C. Les Pays les moins avancés (PMA) font figure d'exclus de la mondialisation:
 Les 49 PMA représentent les États les plus fragiles et marginaux de la planète. Ils cumulent les blocages
économiques et sociaux les plus importants; 34 sont situés en Afrique subsaharienne, 9 en Asie, 1 dans les Caraïbes et
5 dans le Pacifique.
=Pays les moins avancés (PMA): Groupe de pays définis par l'ONU en 1971 à partir de trois critères: faible revenu
par habitant, faiblesse de la production industrielle dans le RNB et faible taux d'alphabétisation. Ces États cumulent
toutes les manifestations du sous-développement (faible espérance de vie, grande pauvreté, systèmes éducatifs et
sanitaires déficients).
 La question du développement s'y pose avec acuité. La faiblesse des États, l'absence de couverture sociale et de
système de retraite, la défaillance des systèmes de santé et éducatifs, l'insuffisance des infrastructures, l'impossibilité
d'accéder à l'eau potable, au tout-à-l'égout ou à l'électricité sont des vecteurs de mal-développement (caractérisé par la
pauvreté, le travail des enfants, la surconsommation du patrimoine naturel et forestier). Peu diversifiée, leur économie
souffre de la concurrence des pays du Nord (coton africain par exemple). Le « brain drain» (migration des cerveaux)

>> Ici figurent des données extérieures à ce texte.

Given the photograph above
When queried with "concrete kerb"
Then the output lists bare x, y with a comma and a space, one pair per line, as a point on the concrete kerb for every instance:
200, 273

prive ces pays de leur élite intellectuelle.
 Leurs importantes richesses naturelles (pétrole au Soudan et en Angola, uranium au Niger, minerais au Congo,
diamants de Sierra Leone, cuivre en Zambie...) sont généralement exploitées par des FTN des pays développés ou
émergents et profitent peu aux populations locales. Le produit de ces rentes est souvent confisqué par des élites
politiques locales autoritaires et corrompues. Des conflits internes sanglants, voire des guerres civiles résultent de la
concurrence pour l'accaparement des rentes (diamants au Sierra Leone et au Liberia) et détruisent le tissu social et
économique. L'avenir des PMA est un enjeu crucial.
Bilan: La mondialisation est un processus qui intègre inégalement les territoires dans les réseaux d'échanges. Elle
met en avant des territoires très intégrés, tout en laissant de côté des territoires plus ou moins marginalisés.
Néanmoins, elle recompose sans cesse cette hiérarchie.